Can you see the allure of the traditionally published author? Do they sit around all day and do nothing but write or attend book premier parties complete with champagne and good looking people clamoring for a look at you? Now I can. After all the hard work it is easy to just want to write and not market.
Going it alone means going it alone. One can die in obscurity with dignity intact much easier than flaming out for all the world to see a la (insert latest celeb flameout). No one wants obscurity but no one wants to flounder around in discouragement either.
Putting together a long range plan has been tough. I think long term but not in minute detail sometimes. I want to do everything at once because it feels like I’m doing something when in fact I’m not doing much at all. If you can get something by an agent and happen to sell it to a house, they do all of this for you and take their cut. Taking charge of your own destiny has been scary. No one to blame but myself but no time frame to live up to either. The wild horses are constrained by the need to be the business leader of the enterprise. The creative hat comes off and the planning and calculating hat comes on. I don’t know if it is easier for some to do, it has not been easy for me to do.
The process as a whole has been straightforward enough. Editor supplies final document, upload it to Create Space and KDP, walk through the menus, set the price, choose the distribution channels and behold, it’s up for sale! After that? Where to begin!
No one knows about it and will not until you figure out how to reach them. Amazon has done for self publishing what Apple has done for digital media. POD and other printers have been around for years. Self publishing has been around since the printing press. But, the power of distribution has not always been available. Now, it is making the possibility of making money without the traditional process that much more attainable. Honestly, I was on this route before Amazon and its Kindle and its ebook distribution revolution was in full swing. I am gratified that I actually have a chance at reaching more people and of actually making some money on the effort, but the choice to go self publishing was made long before.
Without the benefit of a marketing department or a publicist, you have to spend more of your time fronting your work than otherwise. You get to keep what you make in a large part, but one can only decide for themselves if the trade off is worth it or not. I cannot say either way at the moment as the process is only just beginning.
The 150th of Shiloh is in April of 2012 and I plan on attending the reenactment and looking to meet some bookstore owners and park historians in person with copies of the book and media materials.

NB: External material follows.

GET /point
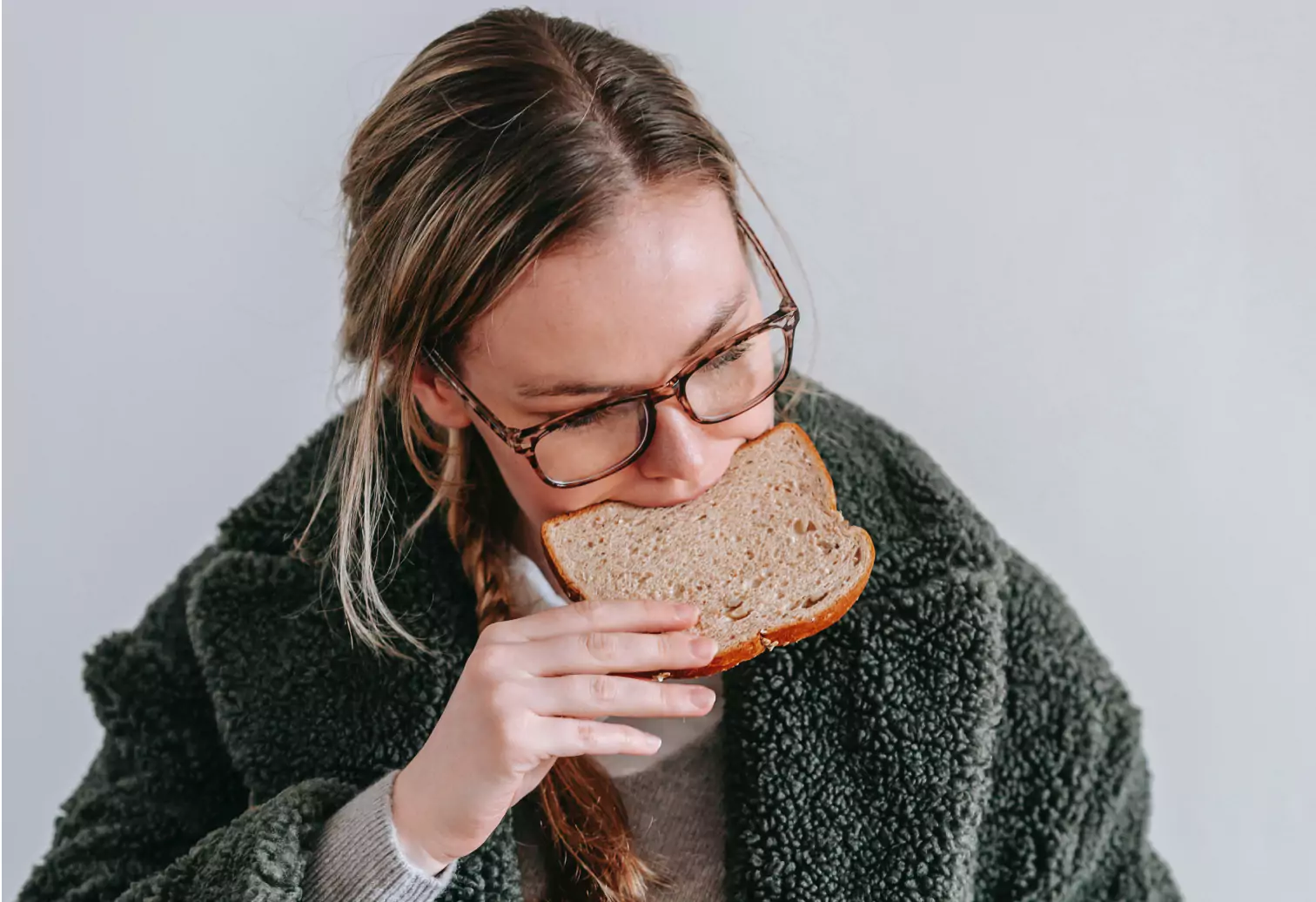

This will be the first big push at some of the trappings of the traditional market. Until I reach out I do not have any idea if the effort will pan out. There are roadblocks to this. Getting a bookstore to sell your work is almost a universal pan if it is self published, so getting into the book distribution channels is a must if you want to approach libraries and bookstores. But, I hope to capitalize on the event and some of the smaller bookstores who can make their own local choices on books they carry (each NPS bookstore can choose what it sells) and on doing educational monologues with signings. I won’t know until I try.